If you stick your shovel in your loved one’s shit who is experiencing depression, it doesn’t make the depression go away. It just puts the depression in your own bucket and adds to your shit.
You cannot make flowers grow in a bucket of shit that is not your own.
Instead of “making it better” take the pressure off yourself to fix it by:
Simply being with the person you love.
Sitting beside them.
Holding their hand.
Rubbing their head and their feet.
Validating their feelings. What they are experiencing is horrible.
Reminding them that what they are experiencing is temporary.
This won’t make the depression go away, but it will help them get through the suffering.
Strategy #3: Perspective: Depression is in a relationship with the person you love, not the person you love
Your loved one is not depressed. Depression is NOT who they are. Your loved one is experiencing depression.
They are in a relationship with depression that has them captured or held hostage. Its a bad relationship. A relationship that isn’t easy to get out of. However, depression affects them and when they have the strength they can affect depression.
It can help your loved one to hear that you know that this is not who they are and that you love them. It is also important for your loved one to know that you love them even though they are not themselves.
Of course they won’t respond the way you want them to…with love, affection and appreciation. However, deep down beneath all of the numbness, pain, anxiety, fear etc…your loved one is still there and need to be loved.
Strategy #4: Interpreting Rejection
When your loved one is in a depression rejecting you and pushing you away as best they can. They’re not saying, “I need you and want more of you.” It would be easy to allow their rejection to cause you to dive into a depression yourself and feel heart-broken.
Here’s an alternative interpretation to their rejection:
“I need to be alone.”
Interpretation: “I need to escape this by sleeping as much as possible. I can’t escape it as easily if you’re here talking with me about it. Why don’t you go do something you need to do for yourself.”
“I’d rather be with my friends [than you].”
Interpretation: “When I’m with my friends, it distracts me from how horrible I feel. My friends don’t ask me how I’m feeling. They don’t ask me if anything is wrong. If they see something is wrong, they wait until I share. If I don’t share, they don’t ask…they just keep talking about themselves.”
“I don’t know if I want our relationship.”
Interpretation: If your relationship was in good standing when your loved when went into the depression…”I’m not myself. I don’t like who I am being. This is not who I want to be. I don’t want to treat you this way. This feels permanent. If this is how I will always treat you. I don’t want to be with you.”
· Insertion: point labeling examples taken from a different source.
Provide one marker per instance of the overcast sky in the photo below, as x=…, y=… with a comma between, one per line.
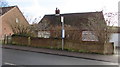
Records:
x=38, y=8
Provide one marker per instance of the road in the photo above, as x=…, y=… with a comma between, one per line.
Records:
x=18, y=57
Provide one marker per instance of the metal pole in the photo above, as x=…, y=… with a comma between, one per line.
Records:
x=63, y=32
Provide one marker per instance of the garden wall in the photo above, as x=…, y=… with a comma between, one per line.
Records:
x=70, y=45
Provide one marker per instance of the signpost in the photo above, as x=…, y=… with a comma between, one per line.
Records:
x=63, y=32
“You don’t make me feel better.”
Interpretation: “You can’t make me feel better even though you really try to. When I am with you, I still feel so depressed because I don’t get to pretend to be okay when I’m with you. When I’m with you I’m stuck feeling whatever I feel and there is nothing you can do to make me feel better.”
Strategy #5: Your Own Self-Care
When your loved one is experiencing depression, it is not your responsibility to make them feel better. You can’t. It is your responsibility to take care of yourself.
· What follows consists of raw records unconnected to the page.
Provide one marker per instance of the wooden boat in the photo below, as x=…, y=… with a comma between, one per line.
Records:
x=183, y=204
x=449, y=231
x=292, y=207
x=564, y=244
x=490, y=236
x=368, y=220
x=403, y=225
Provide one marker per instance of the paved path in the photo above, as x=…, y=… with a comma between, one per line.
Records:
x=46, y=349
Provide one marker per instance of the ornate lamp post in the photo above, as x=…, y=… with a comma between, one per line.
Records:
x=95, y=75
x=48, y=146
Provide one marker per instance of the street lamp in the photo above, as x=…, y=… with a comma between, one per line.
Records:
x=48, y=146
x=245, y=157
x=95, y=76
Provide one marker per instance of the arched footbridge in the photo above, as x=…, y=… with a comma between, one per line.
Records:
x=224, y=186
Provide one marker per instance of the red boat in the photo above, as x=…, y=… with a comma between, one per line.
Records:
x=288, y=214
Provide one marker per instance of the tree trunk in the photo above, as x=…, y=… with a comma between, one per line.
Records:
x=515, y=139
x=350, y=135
It is incredibly difficult to not be sucked in by the depression of your loved one because of how much you care. It is your responsibility to not be sucked in. It is your responsibility to take care of yourself.
Think about what soothes you, brings you joy, and nurtures you.
Here are some areas of self-care to explore:
Exercise / Movement
Being in nature / Being outside
Attitude of gratitude and appreciation
Connection with others
Being Creative / Artistic
Self-Expression / Journaling
Games / Playing
Cooking / Eating healthy
Meditation / Guided meditation / Yoga
Depression is incredibly hard on everyone involved. When you are loving someone with depression it is so important that you make the time to love yourself, to nurture yourself, and receive support in a way that is fulfilling to you.